Die Ruhe dieses Tages erlaubt mir dann die folgende Etappe zu verdoppeln. Eigentlich nur bis Albertinia (40 km) geplant, fahre ich durch bis MosselBay (90 km). Im Backpackers ist leider nur eine Nacht frei, sodass ich fuer die folgenden beiden Tage in die Park House Lodge umziehe. Das ist durchaus ein Gewinn. Auch dieses Haus war eine viktorianische Villa, die aus Anlass der Fussball-WM in ein ansprechendes Guesthouse umgewandelt wurde. Die Mitarbeiterin am Empfang ist deutsche Praktikantin. Das erlaubt eine etwas ausfuehrlichere Kommunikation. Da gerade die Polizei von Swellendam ihre Trainingstage absoviert, sind alle Dormitory-Betten ausgebucht. Ich erhalte fuer wenig mehr ein eigenes Zimmer mit Fenster zum Garten und Stadtpark. Schon am ersten Nachmittag wandere ich zum Leuchtturm an der Spitze der Halbinsel auf der MosselBay liegt. Unterhalb beginnt ein abenteuerlicher Klippenweg auf der dem offenen Ozean zugewandten Seite. Ich folge diesem, bis der heftige Sturm mich wegzuwehen droht. Die Fortsetzung erfolgt am folgenden Tag.

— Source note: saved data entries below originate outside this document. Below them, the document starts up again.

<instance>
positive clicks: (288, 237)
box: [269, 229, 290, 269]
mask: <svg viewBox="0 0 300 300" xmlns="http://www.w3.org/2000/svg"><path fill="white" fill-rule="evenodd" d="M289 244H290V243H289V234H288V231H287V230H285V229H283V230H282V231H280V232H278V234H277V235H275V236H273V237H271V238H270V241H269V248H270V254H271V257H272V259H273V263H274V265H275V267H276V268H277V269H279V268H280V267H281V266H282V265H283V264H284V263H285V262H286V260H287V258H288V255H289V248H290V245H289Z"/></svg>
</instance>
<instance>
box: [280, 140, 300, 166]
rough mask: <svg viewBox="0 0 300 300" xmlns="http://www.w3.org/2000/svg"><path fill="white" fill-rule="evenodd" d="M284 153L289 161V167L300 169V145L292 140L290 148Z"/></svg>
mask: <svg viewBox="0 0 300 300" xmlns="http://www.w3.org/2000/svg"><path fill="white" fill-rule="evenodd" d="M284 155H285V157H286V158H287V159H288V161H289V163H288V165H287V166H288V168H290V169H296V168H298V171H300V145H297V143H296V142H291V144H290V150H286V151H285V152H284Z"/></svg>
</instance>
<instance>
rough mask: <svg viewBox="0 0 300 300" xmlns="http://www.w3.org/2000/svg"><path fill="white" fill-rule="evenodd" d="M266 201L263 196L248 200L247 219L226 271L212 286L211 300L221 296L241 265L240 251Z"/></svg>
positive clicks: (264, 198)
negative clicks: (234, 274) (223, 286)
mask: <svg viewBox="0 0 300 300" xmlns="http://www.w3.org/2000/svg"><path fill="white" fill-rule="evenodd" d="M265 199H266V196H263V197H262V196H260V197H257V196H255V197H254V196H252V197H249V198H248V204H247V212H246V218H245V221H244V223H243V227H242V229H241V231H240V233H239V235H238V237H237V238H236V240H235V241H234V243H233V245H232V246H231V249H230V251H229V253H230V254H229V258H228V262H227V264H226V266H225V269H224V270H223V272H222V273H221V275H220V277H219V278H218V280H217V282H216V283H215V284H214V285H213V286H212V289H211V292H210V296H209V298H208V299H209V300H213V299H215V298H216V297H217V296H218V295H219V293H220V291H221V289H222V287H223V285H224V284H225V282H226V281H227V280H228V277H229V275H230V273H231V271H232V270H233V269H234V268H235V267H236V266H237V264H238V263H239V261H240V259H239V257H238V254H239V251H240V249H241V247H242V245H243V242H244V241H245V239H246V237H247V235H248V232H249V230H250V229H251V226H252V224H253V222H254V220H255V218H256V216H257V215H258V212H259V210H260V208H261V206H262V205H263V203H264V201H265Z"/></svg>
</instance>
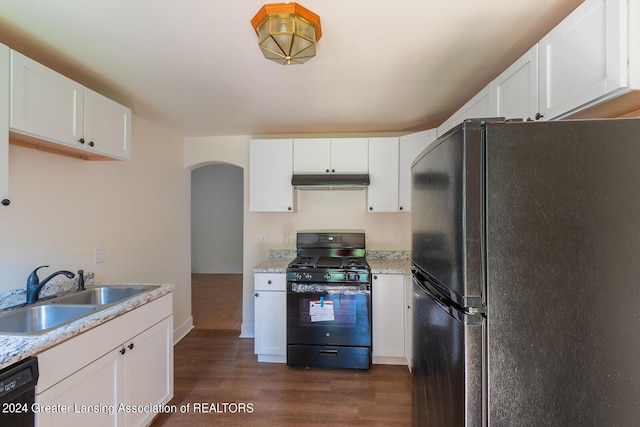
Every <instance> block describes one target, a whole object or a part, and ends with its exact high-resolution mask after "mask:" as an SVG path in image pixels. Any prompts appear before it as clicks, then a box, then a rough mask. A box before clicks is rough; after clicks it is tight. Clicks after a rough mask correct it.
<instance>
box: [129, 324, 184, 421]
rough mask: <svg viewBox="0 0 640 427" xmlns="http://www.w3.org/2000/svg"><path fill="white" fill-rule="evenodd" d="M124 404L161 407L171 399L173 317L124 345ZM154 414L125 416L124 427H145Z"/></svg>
mask: <svg viewBox="0 0 640 427" xmlns="http://www.w3.org/2000/svg"><path fill="white" fill-rule="evenodd" d="M123 349H124V350H125V354H124V360H125V364H124V377H123V381H124V402H126V403H127V404H128V405H142V406H144V405H150V404H151V405H156V404H158V405H160V404H165V403H167V402H169V400H171V398H172V397H173V316H171V317H168V318H166V319H164V320H163V321H162V322H160V323H158V324H156V325H155V326H152V327H151V328H149V329H147V330H146V331H144V332H142V333H141V334H140V335H137V336H136V337H134V338H133V339H131V340H129V341H127V342H126V343H125V344H124V347H123ZM154 415H155V414H154V413H152V412H151V413H149V412H142V413H135V412H132V413H127V414H125V424H126V425H127V426H140V425H147V424H149V423H150V422H151V419H152V418H153V417H154Z"/></svg>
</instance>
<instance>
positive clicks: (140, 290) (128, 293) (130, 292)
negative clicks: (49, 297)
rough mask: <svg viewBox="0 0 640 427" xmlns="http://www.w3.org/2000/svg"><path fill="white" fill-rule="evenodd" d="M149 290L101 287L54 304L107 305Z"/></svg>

Es gibt jeweils inoffizielle Querwege zum Villenviertel auf dem Ruecken des Berges. Manchmal landet man dabei aber in abgeschlossenen Wohnzonen...

Eine Hauptattraktion von MosselBay ist aber das ehemalige Dampflok-BW. Nach Anmeldung im Office darf ich ungestoert zwischen den vor sich hinrostenden Stahlroessern herumturnen und fotografieren. Sie sind offenbar vor Jahren abfahrbereit strhen geblieben. Im hoch gefuellten Kohletender waechst das Gras, das Schmieroel ist inzwischen verharzt... Die frueher fahrenden Museumszuege zwischen Knysna und MosselBay stehen ungeschuetzt auf dem Abstellgleis

Heute nun gehts nach George, dem Zentrum der suedafrikanischen Museumsbahnen. Obwohl nur 50 km lang, dauert die Fahrt - mit Mittagspause - fast 7 Stunden. George liegt auf einer Hochebene am Rande der Outeniqua Mountains. Die ehemalige Eisenbahn-Passstrecke ueber diese Berge wird mit einer Motordraisine vom Museum aus befahren. Leider sind beide Touren morgen schon ausgebucht.